La rivista statunitense elogia i paesaggi, la cultura e le tradizioni altoatesine

Cime alpine, dolci colline con vigneti terrazzati, laghi blu intenso, boschi e pascoli che si alternano alle asprezze e alle cime scoscese delle vette dolomitiche. Difficile trovare un posto al mondo con uno scenario così suggestivo e variegato come quello che caratterizza l’Alto Adige. Anche Forbes se ne è reso conto, tanto che, in un recente editoriale, ha definito il Sudtirolo “la gemma nascosta d’Italia”.

Attività quattro stagioni per gli amanti dell’outdoor

Una destinazione che non conosce limiti stagionali: la neve ricopre il paesaggio in inverno mentre l’autunno è una tavolozza di vivaci colori caldi. L’estate è un’esplosione di stelle alpine e orchidee su morbide distese verde smeraldo. Una varietà che si concretizza in un mare di opportunità per le attività outdoor: gli amanti dello sport e delle attività all’aria aperta troveranno nel Sudtirolo il loro habitat naturale.

Come non pensare subito allo sci: le Dolomiti sono uno dei comprensori sciistici più grandi del mondo con ben 750 chilometri di piste e 12 stazioni, tutte utilizzabili con un unico skipass. Inoltre, la città di Cortina d’Ampezzo, è stata scelta per ospitare le Olimpiadi nel 2026. Gli sciatori esperti avranno molte occasioni per mettersi alla prova e sperimentare il brivido della discesa libera, soprattutto nei fuori pista, mentre i principianti possono partire dalla basi sulle alture meno impervie. Ma il menù prevede anche sci di fondo, escursioni sulla neve, ciaspolate e, per i più temerari e allenati, l’arrampicata su ghiaccio.

Nei mesi caldi il Sudtirolo cambia veste e diventa sinonimo di escursioni, mountain bike e arrampicata su roccia. È anche possibile passeggiare sul più grande pascolo alpino d’Europa, l’Alpe di Siusi, provare la Via Ferrata o i percorsi di arrampicata attrezzati con gradini in ferro e scale.

Più di 800 castelli da esplorare

Il ritratto della terra da favola non può essere completo senza dei castelli. E l’Alto Adige ne ha tantissimi, più di 800 disseminati in tutta la regione e concentrati soprattutto nel capoluogo Bolzano. Molti sono aperti ai visitatori e costituiscono un tesoro storico che offre uno sguardo sugli usi e costumi passati della gente del posto.
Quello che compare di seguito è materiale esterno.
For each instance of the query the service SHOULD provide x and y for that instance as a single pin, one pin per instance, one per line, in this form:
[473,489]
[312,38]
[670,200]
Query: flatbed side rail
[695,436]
Tra i più rinomati Castel Tirolo, residenza storica dei Conti del Tirolo e sede del Museo di Cultura e Storia Provinciale dell’Alto Adige, oppure la Fortezza Franzensfeste che, con i suoi 65.000 metri quadrati, è il più grande complesso storico dell’Alto Adige. Questo splendido esempio di architettura militare austriaca oggi ospita mostra permanenti e temporanee. Anche il castello di Churburg, costruito nel 1259 come fortezza, è attualmente un museo che ospita armi risalenti al medioevo, oltre alla prigione e alla cappella.

Cultura enogastronomica fra tradizione e innovazione

Gli amanti della buona cucina troveranno qualche motivo in più per soggiornare in Sudtirolo. Qui sono presenti ben 20 ristoranti stellati Michelin, per un totale di 25 stelle, capaci di esaltare in maniera unica e innovativa gli ingredienti autoctoni della regione.

All’estremo opposto dello spettro, ma senza scendere a compromessi con la qualità, ci sono i tantissimi rifugi o baite a conduzione familiare che, oltre ad offrire sistemazioni per la notte, servono del cibo semplice ma delizioso preparato con i migliori ingredienti locali. Salsicce, costine, polenta con i formaggi e grigliate miste ricche di verdure sono un’istituzione in questi posti. La carne nutrita con erba è la norma e proviene direttamente dagli animali che vagano liberamente attraverso le valli. Ma l’Alto Adige produce anche ottimi vini. I bianchi sono notevoli, soprattutto chardonnay pinot grigi, mentre i rossi, compresi i merlot e i cabernet franc, soddisferebbero qualsiasi enofilo.

Come la scena gastronomica, anche la cultura altoatesina è una miscela unica che compendia la tradizione mediterranea e quella alpina austriaca con quella ladina. Questo è un luogo dove il fascino e la tradizione del vecchio mondo incontrano il design e l’innovazione moderna.

Sparsi ovunque ci sono hotel, ristoranti e gallerie sorprendentemente contemporanei, come Lumen e il Museo MMM Corones che sporgono dalle cime e sembrano sospesi nel cielo, dove vengono celebrati i secoli di arte e creatività che hanno caratterizzato la vita montana del Sudtirolo.